2. Aynı o insan, gördüğü leziz nimetlerden duyduğu zevkleri izhar etmekle, hamd ünvanı altında in’âmı Mün’imde ve Mün’imi in’amda görmekle idame-i nimet ve tezyid-i lezzet talebinde bulunarak, Elhamdü lillâh cümlesiyle nîmetler definesini bulan adam gibi nefes alıyor.

3. Aynı o insan, mahlûkat-ı acibe ve harekât-ı garîbeden aklının tartamadığı ve zihninin içine alamadığı şeyleri gördüğü zaman, Allahü ekber demekle rahat bulur. Yani, Hâlıkı daha azîm ve daha büyüktür. Onların halk ve tedbirleri kendisine ağır değildir.



İ’lem eyyühe’l-aziz! İnsan, seyyiatıyla Allah’a zarar vermiş olmuyor. Ancak nefsine zarar eder. Meselâ, hariçte, vâkide ve hakikatte Allah’ın şeriki yoktur ki, onun hizbine girmekle Cenab-ı Hakkın mülküne ve âsârına müdahale edebilsin. Ancak, şeriki zihninde düşünür, boş kafasında yerleştirir. Çünkü, hariçte şerikin yeri yoktur. O halde o kafasız, kendi eliyle kendi evini yıkıyor.

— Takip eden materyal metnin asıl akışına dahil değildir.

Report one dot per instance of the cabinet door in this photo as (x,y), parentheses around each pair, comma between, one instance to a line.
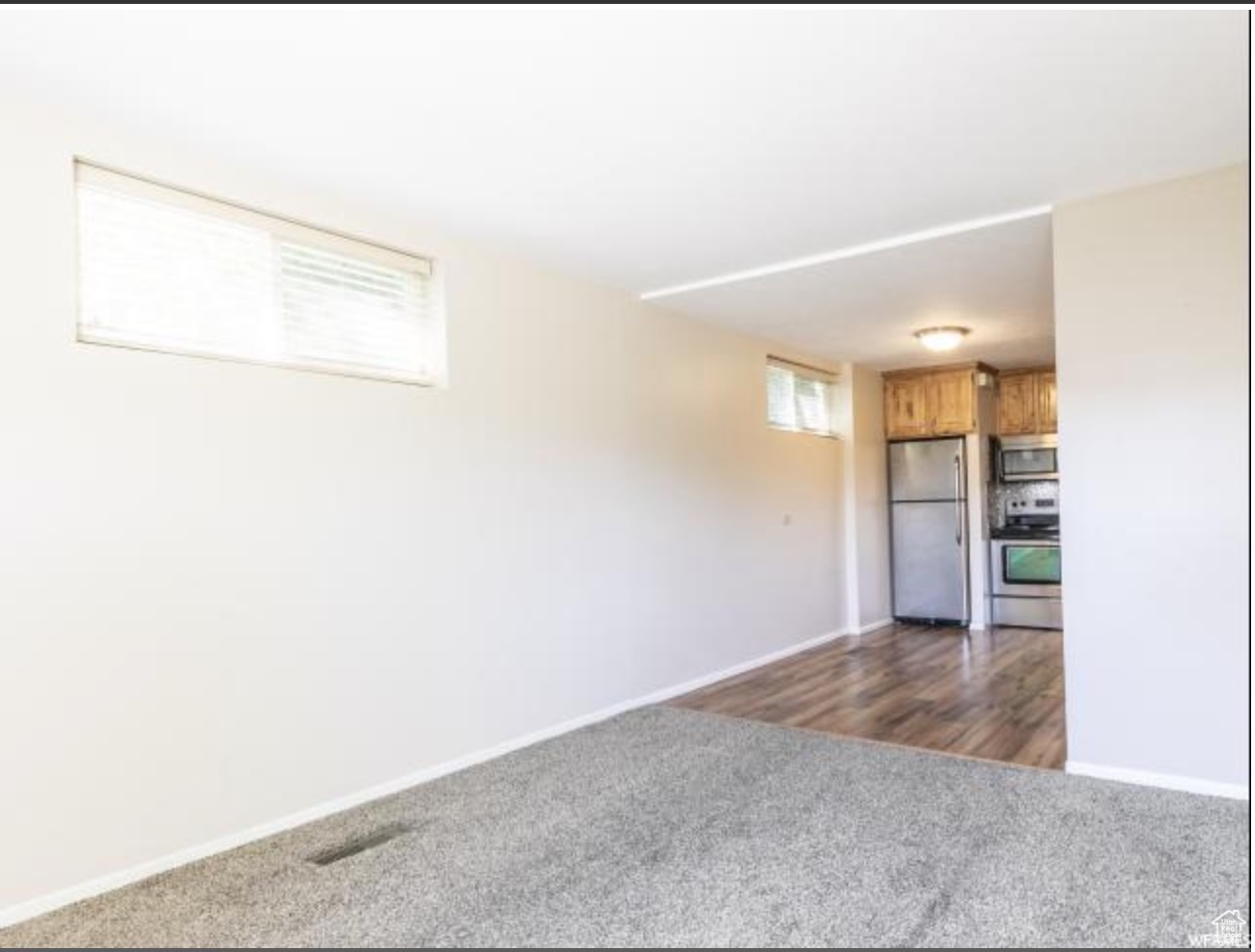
(906,408)
(1047,403)
(951,402)
(1017,404)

İ’lem eyyühe’l-aziz! Allah’a tevekkül edene Allah kâfidir. Allah, Kâmil-i Mutlak olduğundan, lizatihî mahbubdur. Allah, Mûcid, Vâcibü’l-Vücud olduğundan kurbiyetinde vücut nurları, bu’diyetinde adem zulmetleri vardır. Allah, melce ve mencedir. Kâinattan küsmüş, dünya ziynetinden iğrenmiş, vücudundan bıkmış ruhlara melce ve mence odur. Allah Bâkîdir; âlemin bekası ancak Onun bekasıyladır. Allah Mâliktir; sendeki mülkünü senin için saklamak üzere alıyor. Allah, Ganiyy-i Muğnîdir; herşeyin anahtarı Ondadır. Bir insan Allah’a hâlis bir abd olursa, Allah’ın mülkü olan kâinat, onun mülkü gibi olur.


İ’lem eyyühe’l-aziz! Aklı başında olan insan, ne dünya umurundan kazandığına mesrur ve ne de kaybettiği şeye mahzun olmaz. Zira dünya durmuyor, gidiyor. İnsan da beraber gidiyor. Sen de yolcusun. Bak, ihtiyarlık şafağı, kulakların üstünde tulû etmiştir. Başının yarısından fazlası beyaz kefene sarılmış. Vücudunda tavattun etmeye niyet eden hastalıklar, ölümün keşif kollarıdır. Maahaza, ebedî ömrün önündedir. O ömr-ü bâkide göreceğin rahat ve lezzet, ancak bu fâni ömürde sa’y ve çalışmalarına bağlıdır. Senin o ömr-ü bâkiden hiç haberin yok. Ölüm sekeratı uyandırmadan evvel uyan!


İ’lem eyyühe’l-aziz! Cenab-ı Hakka malûm ve mâruf ünvanıyla bakacak olursan, meçhul ve menkûr olur. Çünkü, bu malûmiyet, örfî bir ülfet, taklidî bir sema’dır. Hakikati ilâm edecek bir ifade de değildir. Maahaza, o ünvanla fehme gelen mânâ, sıfât-ı mutlakayı beraberce alıp zihne ilka edemez. Ancak, Zât-ı Akdesi mülâhaza için bir nevi ünvandır. Amma Cenab-ı Hakka mevcud-u meçhul ünvanıyla bakılırsa, mârufiyet şuâları bir derece tebarüz eder. Ve kâinatta tecellî eden sıfât-ı mutlaka-i muhîta ile, bu mevsufun o ünvandan tulû etmesi ağır gelmez.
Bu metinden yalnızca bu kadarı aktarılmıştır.